Time has come for the scientific community to make a concerted effort in condemning animal-rights extremism and in reaching out to the public to explain our work, its importance, and our commitment to the strictest ethical guidelines of animal research. A special effort should be made to emphasize the irreplaceable role for nonhuman primates in neuroscience research to the public. Although scientific societies can play an important role in this respect, such as the many outreach efforts by the Society for Neuroscience, individual investigators cannot delegate their responsibility any longer. We must acknowledge an increasing divide on how animal experimentation is perceived by the broad public. We should open a discourse on the topic, explaining the key role animal research plays in our work and what our society stands to lose if we were to stop it.
Everyone agrees that the welfare of animals and the ethical issues raised by their use in research cannot be taken lightly, but the general public seems to be under the impression that investigators are free to experiment on animals in any way they please. Much needs to be done to explain what exactly goes into conducting animal research: the various settings in which students and trainees are exposed to complex issues of ethics in research, the multiple levels of scrutiny, including review of our grants by the National Institutes of Health, the approval of the research by a university committee (composed of veterinarians and community members), the inspections from federal and state regulators, and accreditation from independent organizations that evaluate the compliance of animal programs.
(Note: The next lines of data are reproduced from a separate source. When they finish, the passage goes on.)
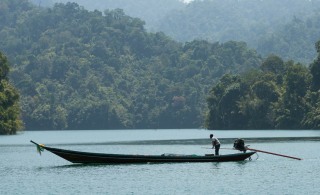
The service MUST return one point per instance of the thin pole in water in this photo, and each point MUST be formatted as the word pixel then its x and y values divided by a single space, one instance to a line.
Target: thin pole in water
pixel 273 153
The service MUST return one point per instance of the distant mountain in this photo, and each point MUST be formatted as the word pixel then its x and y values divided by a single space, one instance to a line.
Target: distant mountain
pixel 80 69
pixel 288 28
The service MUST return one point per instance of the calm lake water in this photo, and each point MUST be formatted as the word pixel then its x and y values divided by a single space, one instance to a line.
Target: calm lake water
pixel 24 171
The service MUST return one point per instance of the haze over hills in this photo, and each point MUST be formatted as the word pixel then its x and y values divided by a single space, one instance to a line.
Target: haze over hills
pixel 288 28
pixel 81 69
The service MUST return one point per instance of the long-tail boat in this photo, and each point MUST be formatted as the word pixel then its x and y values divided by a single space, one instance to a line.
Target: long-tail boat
pixel 88 157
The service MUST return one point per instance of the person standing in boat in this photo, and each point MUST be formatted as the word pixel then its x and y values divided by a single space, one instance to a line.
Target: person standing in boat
pixel 215 144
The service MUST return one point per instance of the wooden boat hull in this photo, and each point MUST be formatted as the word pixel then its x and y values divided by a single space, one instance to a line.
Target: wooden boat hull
pixel 88 157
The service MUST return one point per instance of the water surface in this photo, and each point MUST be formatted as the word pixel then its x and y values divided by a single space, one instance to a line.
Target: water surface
pixel 23 171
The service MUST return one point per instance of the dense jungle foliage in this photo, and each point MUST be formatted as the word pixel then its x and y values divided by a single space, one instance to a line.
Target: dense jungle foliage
pixel 280 95
pixel 287 28
pixel 10 121
pixel 80 69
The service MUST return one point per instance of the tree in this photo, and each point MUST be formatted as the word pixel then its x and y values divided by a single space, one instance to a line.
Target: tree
pixel 10 121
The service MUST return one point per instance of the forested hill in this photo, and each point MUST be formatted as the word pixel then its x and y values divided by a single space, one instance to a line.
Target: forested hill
pixel 281 95
pixel 80 69
pixel 288 28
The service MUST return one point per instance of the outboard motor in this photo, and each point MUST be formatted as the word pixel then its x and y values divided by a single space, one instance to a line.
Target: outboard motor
pixel 239 145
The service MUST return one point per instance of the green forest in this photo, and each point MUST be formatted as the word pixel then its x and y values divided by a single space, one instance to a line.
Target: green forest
pixel 10 121
pixel 279 95
pixel 81 69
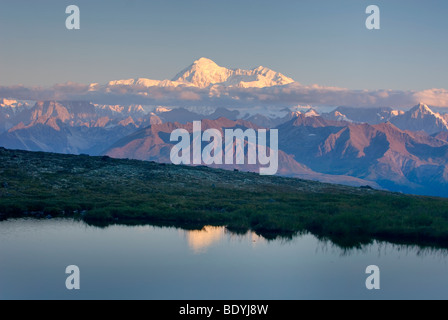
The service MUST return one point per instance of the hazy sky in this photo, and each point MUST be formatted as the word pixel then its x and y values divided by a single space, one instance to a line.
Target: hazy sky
pixel 323 42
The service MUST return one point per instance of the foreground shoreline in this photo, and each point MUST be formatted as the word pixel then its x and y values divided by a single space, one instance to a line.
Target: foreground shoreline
pixel 104 191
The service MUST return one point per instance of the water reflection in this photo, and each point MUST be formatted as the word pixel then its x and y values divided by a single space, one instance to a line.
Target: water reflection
pixel 200 240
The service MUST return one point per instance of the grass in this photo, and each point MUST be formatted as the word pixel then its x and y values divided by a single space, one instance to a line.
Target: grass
pixel 104 191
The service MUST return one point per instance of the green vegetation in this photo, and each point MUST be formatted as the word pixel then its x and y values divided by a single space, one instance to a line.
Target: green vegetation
pixel 104 191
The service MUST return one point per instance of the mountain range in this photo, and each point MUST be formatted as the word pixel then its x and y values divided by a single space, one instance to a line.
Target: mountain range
pixel 399 150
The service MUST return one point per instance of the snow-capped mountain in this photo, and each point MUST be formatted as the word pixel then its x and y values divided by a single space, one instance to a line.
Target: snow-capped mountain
pixel 421 118
pixel 204 73
pixel 362 115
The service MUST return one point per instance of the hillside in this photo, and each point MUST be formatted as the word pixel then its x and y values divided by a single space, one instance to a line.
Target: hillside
pixel 105 191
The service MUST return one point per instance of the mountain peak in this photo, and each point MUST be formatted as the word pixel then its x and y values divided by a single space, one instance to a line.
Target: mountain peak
pixel 204 73
pixel 421 107
pixel 205 62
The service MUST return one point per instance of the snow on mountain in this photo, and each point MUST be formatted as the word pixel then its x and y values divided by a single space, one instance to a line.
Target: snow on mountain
pixel 421 118
pixel 204 73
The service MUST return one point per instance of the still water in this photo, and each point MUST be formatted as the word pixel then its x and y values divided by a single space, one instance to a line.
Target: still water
pixel 122 262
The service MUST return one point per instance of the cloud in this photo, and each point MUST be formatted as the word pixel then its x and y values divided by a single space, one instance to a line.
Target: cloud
pixel 433 97
pixel 279 96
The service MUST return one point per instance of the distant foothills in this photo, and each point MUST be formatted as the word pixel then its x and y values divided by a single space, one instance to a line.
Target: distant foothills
pixel 384 148
pixel 379 147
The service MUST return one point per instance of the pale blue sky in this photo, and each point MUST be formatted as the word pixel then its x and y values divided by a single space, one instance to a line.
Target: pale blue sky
pixel 312 41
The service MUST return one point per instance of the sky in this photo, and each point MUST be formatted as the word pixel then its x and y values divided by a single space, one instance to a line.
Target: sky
pixel 312 41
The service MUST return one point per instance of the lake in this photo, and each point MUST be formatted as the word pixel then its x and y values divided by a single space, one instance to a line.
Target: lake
pixel 146 262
Above all, we should convey to the public our commitment (from students, staff, and faculty) to animal welfare, to refining our procedures, and to reducing the number of animals used in our studies. We should also consider allowing members of the public access to research facilities so that they can observe, firsthand, the measures taken to ensure the well-being of the subjects involved in our scientific enterprise.
We must now face the many threats to animal research in general and to neuroscience in particular. We must prove that “scientific community” means something more than the mere fact that we publish in the same journals and attend the same conferences. We must stand together to defend those colleagues under attack and defend the research we believe to be ethical and critical for our understanding of the brain in health and disease. The public is ready to listen.